6. Is not the Commission aware that all the four members of the TEC are also co-owners with BEL of a patent taken for the EVM-VVPAT system? Does it not imply conflict of interest that cast a shadow on TEC’s independence as a technical advisory body? Is not the Commission aware that the BJP-led Gujarat government co-opted at least one member of the TEC as a director on two bodies sponsored by it and that the same member has been co-opted as a director on the board of a national stock exchange in the constitution of which the BJP-led NDA government may have a say? What efforts were made by the Commission to address such a brazen conflict of interest for restoring the eroded public trust in the efficacy of the EVM system?

Also read: Was the EC Waiting for the SC to Remind it of the Seriousness of its Responsibility?

7. Knowing well that there are gaping technical gaps in the efficacy of the EVMs, should not the Commission have agreed to order a 100% cross-verification of the EVM vote-count with regards to the VVPAT ballot count? Has the Commission robbed itself of an excellent opportunity to restore its own credibility and the credibility of the EVM system by obstinately resisting such cross verification, knowing well that the apex court would not have objected to such corrective action had the Commission expressed its own willingness? Even at this belated hour, would the Commission invoke its authority, in the interest of eliciting public trust, to order 100% cross verification, at least in respect of all such constituencies in which the winning margin falls below 10%?

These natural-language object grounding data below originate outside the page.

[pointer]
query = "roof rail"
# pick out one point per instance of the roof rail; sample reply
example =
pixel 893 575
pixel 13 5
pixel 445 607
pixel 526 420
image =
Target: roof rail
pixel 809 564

8. Keeping in view the proven vulnerability of certain segments of the EVM system to possible manipulation (e.g absence of a technical arrangement for “pairing” the VVPAT and the Control Unit, absence of geo-tagging of the EVM system etc.), has the Commission made arrangements for maintaining whatever logs maintained at different stages of elections and whatever video recordings made for further verification by political parties?

9. There have been instances of agents of political parties openly canvassing for their candidates within the polling booth by displaying pamphlets etc. One such instance of a BJP agent displaying the party candidate’s pamphlets within a polling booth in Delhi was reported, not by the polling personnel but by a third party. Has the Commission ordered repolling in all such booths? Since the Commission has incurred expenses on providing video recording in all booths at the cost of the public exchequer, has it made arrangements to store all such video recordings and make the same available in the public domain?

10. The Commission has had no hesitation in exercising oversight on state agencies, especially their investigating agencies during the timeframe when the MCC was in force. Why has the Commission not exercised a similar oversight on central investigating agencies (Enforcement Directorate/Central Bureau of Investigation/Income Tax authorities), especially in view of the widespread public concern that the BJP-led NDA government is misusing those agencies to gain political advantage?

Failure to provide answers would only accentuate public concerns about the Commission’s role, Sarma stresses.

He also criticises the EC’s unusual move targeting opposition leaders. “This assumes relevance in the context of the unusual response of the Commission to a letter internally issued by one of the INDIA alliance leaders to other members of that group, when the Commission self-righteously cautioned that leader, that he should not “attempt to push a biased narrative under the guise of seeking clarifications”, ignoring the fact that the Commission exists for the people and all the parties representing them, not for acquiescing in the narrative of the ruling party.